Ein indischer Fischer ist am Montag bei einem Zwischenfall mit einem Versorgungsschiff der US-Kriegsmarine im Persischen Golf getötet worden. Drei weitere Personen, die sich in dem etwa neun Meter langen Fischerboot befunden hatten, wurden verletzt. Besatzungsmitglieder der »Rappahannock« hatten das Feuer aus einem schweren Maschinengewehr eröffnet, nachdem sich das Boot angeblich in schneller Fahrt genähert und die Fischer mehrere Warnungen missachtet hätten.
Der Vorfall ereignete sich nach Angaben der für die Region zuständigen 5. US-Flotte etwa 16 Kilometer von der Küste entfernt in der Nähe von Dschebel Ali, das zu den Vereinigten Arabischen Emiraten gehört. Kein Ort außerhalb der USA wird häufiger von amerikanischen Kriegsschiffen angefahren als der dortige Tiefseehafen, heißt es auf Webseiten der Navy. Er ist so ausgebaut, dass dort auch die größten Flugzeugträger anlegen können.

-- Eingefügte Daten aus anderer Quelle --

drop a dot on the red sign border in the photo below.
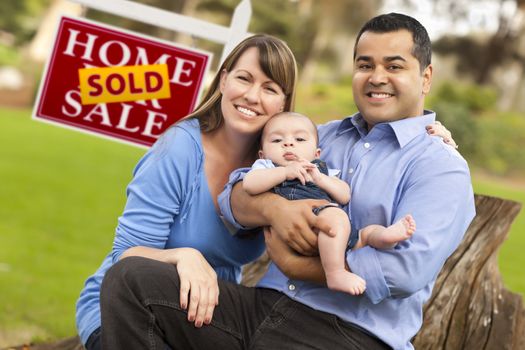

Die »Rappahannock« dient zum Auftanken von Kriegsschiffen auf See. Nach Angaben der Navy wird sie nur »in Kriegszeiten« mit Maschinengewehren ausgerüstet. Gegenüber dem katarischen TV-Sender Al-Dschasira teilte der Pressesprecher der 5. Flotte, Greg Raelson, mit: »US-Schiffe haben ein natürliches Recht auf Selbstverteidigung gegen potenzielle Bedrohungen. Die Sicherheit unserer Fahrzeuge und unseres Personals hat höchste Priorität.«
Indessen sucht man in den bisherigen offiziellen Stellungnahmen vergeblich nach einer Beschreibung des Ablaufs der Schiffsbegegnung und vor allem nach Aussagen über die Entfernung zwischen dem Fischerboot und der »Rappahannock«. Nur Al-Dschasira gab diese am Dienstag unter Berufung auf die Navy mit acht Kilometern an. Das wäre allerdings eine erstaunlich große Distanz und würde die amerikanische Reaktion in ein noch schlechteres Licht setzen. Im Januar 2008 hatten sich mehrere Schnellboote der iranischen Marine drei US-Kriegsschiffen in der Meerenge von Hormus angeblich bis auf 200 Meter genähert, ohne dass Waffen eingesetzt wurden.
Die Besatzungen US-amerikanischer Kriegsschiffe sind nervös, seit am 12. Oktober 2000 ein mit Sprengstoff beladenes Boot den Zerstörer »USS Cole« rammte, der im jemenitischen Hafen Aden lag. Durch die Explosion wurden 17 Angehörige der Navy getötet. Es gibt indessen kein international anerkanntes Recht, das es einem Kriegsschiff erlaubte, nach selbst definierten Regeln auf »potenziell bedrohliche« Boote zu schießen. Allerdings ist das Recht auf diesem Gebiet durch die Piratenbekämpfung am Horn von Afrika in einer ebenso undurchschaubaren wie bedenklichen Weise aufgeweicht.
In Indien stehen derzeit zwei italienische Marinesoldaten unter Mordanklage vor Gericht: Als Sicherheitspersonal eines Öltankers hatten sie im Februar zwei indische Fischer vor der Küste des Bundesstaates Kerala erschossen, die angeblich ebenfalls »Warnungen ignoriert« hatten.

Der bisher schwerste Zwischenfall dieser Art im Indik war der Abschuss eines iranischen Passagierflugzeugs durch das US-Kriegsschiff »Vincennes« am 3. Juli 1988 über dem Persischen Golf. Alle 290 Menschen an Bord, darunter 66 Kinder, kamen dabei ums Leben. Angeblich hatten die Amerikaner das Flugzeug mit einem F-14-Düsenjäger verwechselt, von denen die iranische Luftwaffe damals einige Exemplare besaß.